Limitations & Future Work¶
- Struggles with missing teeth/few-teeth scenarios—the correlation between global tooth information and boundary information is disrupted in the presence of missing teeth.
- Low extraction accuracy for wisdom teeth due to scarce training samples; few-shot learning could be considered.
- Cross-modal fusion is only performed in the final layer using a simple MLP concatenation; more fine-grained multi-level fusion (e.g., cross-modal attention at the encoder-decoder stage) could potentially improve results.

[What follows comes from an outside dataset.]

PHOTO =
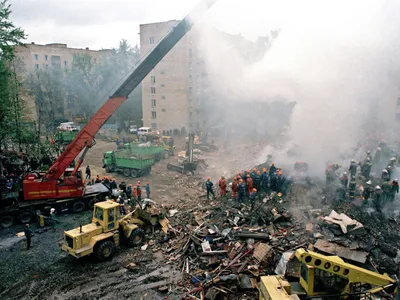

- Rendering 96 images introduces extra computation during inference; more efficient viewpoint selection strategies can be explored.
Related Work & Insights¶
- vs ToothGroupNet: ToothGroupNet uses a two-stage strategy of tooth detection and region segmentation, achieving 93.55% mIoU but only 65.13% boundary IoU. CrossTooth directly targets the boundary challenges through selective downsampling, reaching 82.05% boundary IoU.
- vs TSGCNet: This dual-branched graph convolutional network processes coordinates and normal vectors separately but ignores the impact of downsampling on boundaries. CrossTooth resolves this issue at the data preprocessing stage.
- vs 2DPASS (LiDAR segmentation): Also utilizes 2D-3D cross-modal fusion to boost segmentation performance, but 2DPASS targets autonomous driving scenarios, whereas CrossTooth is designed for the specific challenges of medical dental scenes.
Rating¶
- Novelty: ⭐⭐⭐ Both selective downsampling and cross-modal fusion have precedents, but their combined application specifically targeting the dental boundary challenge is highly effective.
- Experimental Thoroughness: ⭐⭐⭐⭐ Two public datasets, 7+ baselines, complete ablations (number of images, downsampling methods).
- Writing Quality: ⭐⭐⭐⭐ Clear motivation of the problem, rich visualizations.
- Value: ⭐⭐⭐ Application-oriented work with direct practical value for the digital dentistry community, though the generalizability of the method is somewhat limited.